The guy next to me on the road is talking on his phone while driving. Is he trying to get us all killed?

Sent from my iPhone

Dear Sent,

I would say you should stay right on him, lean on your horn, and don’t stop. Eventually, he’ll have to hang up.

This all makes us long for the good old days, when phones were attached to people’s houses, so there was only a limited distance that you could drive with them, depending on the size of your cord. Most people couldn’t leave their neighborhoods.

But the truth is this kind of multitasking is nothing new. People have always been doing other things while driving, and people have always been doing other things while talking on the phone. Before we spent all our driving time staring at our phones, we were eating, finding something good on the radio, shaving, clipping our toenails, blindly groping for things our kids dropped under the seat, and passing back open drinks. And back when we had separate devices for phoning and computing, we would only half pay attention to the people we were on the phone with, who would think they had our full attention until we mumbled, “Uch, where are all the jacks?”

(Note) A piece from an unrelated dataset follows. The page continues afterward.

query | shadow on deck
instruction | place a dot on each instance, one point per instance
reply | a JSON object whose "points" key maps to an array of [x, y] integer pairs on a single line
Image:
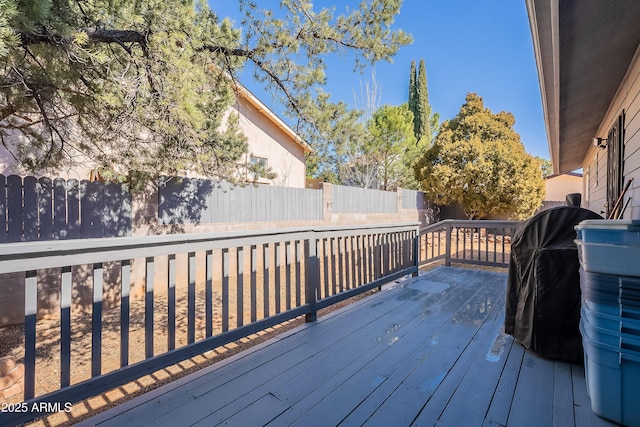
{"points": [[428, 350]]}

“Um, are you playing solitaire?”

“No, I’m… playing jacks.”

It’s not like the really old days, when phones came in two separate pieces – one for the ear and one for the mouth — and the wire was six inches long, so to talk on the phone, people had to lean over them and use both hands. Maybe that would solve the problem.

Or maybe not. People text with both hands too.

Dear Mordechai,

Why does everyone in my shul walk so slowly during Hoshanos? I need to get to work.

Sent from my iPhone

Dear Sent,

I don’t know. Maybe I shouldn’t be suggesting we all walk faster while holding lulavim.

No shul I’ve ever been to has ever managed to do any better. They could bring in city planners to figure out the best route around the shul, and they could move tables and put up traffic signs, and people will still take shortcuts across corners and merge back in, which, in the end, makes the line go even slower. .

Half of them don’t even realize they’re merging. They’re just looking down at their siddurim and following the tallis in front of them.

Somehow I always end up with a guy in front of me going really slow, and a guy behind me leaning on my back. Or else the guy behind me is a kid, and every time the guy in front of me makes a short stop, the kid pokes me in the back with his lulav. Not that I blame him. The poor kid, with his tiny hands, can’t hold a thousand-page Artscroll machzor and a lulav and an esrog that is bigger than his hands. None of us can really hold all that and turn the page (because somehow you always have to turn the page. That’s the other nice thing about the Artscrolls).

So you figure, “Look, the chazzan is saying everything out loud, 3 words at a time. Why do I need my own siddur?” But then as soon as he’s done, there’s a whole paragraph that you have to say by yourself, and it’s going to take you ten minutes to get back to your seat, because the chazzan, when he finishes, is somehow right back at his shtender, but everyone else is on the exact opposite side of the shul from where they need to be. So yes, you need to have a siddur with you, so you can say the paragraph while blindly making your way to your seat.

We don’t have this problem on Simchas Torah. We go around the shul then too, but people are running, they’re holding each other’s shoulders, weaving in and out, and everything’s fine. And this is on top of Torahs and piggyback riders and sticky hands from all the candy. And I’m not even talking about the kids. But on Sukkos, those same people can’t manage to make it around one time.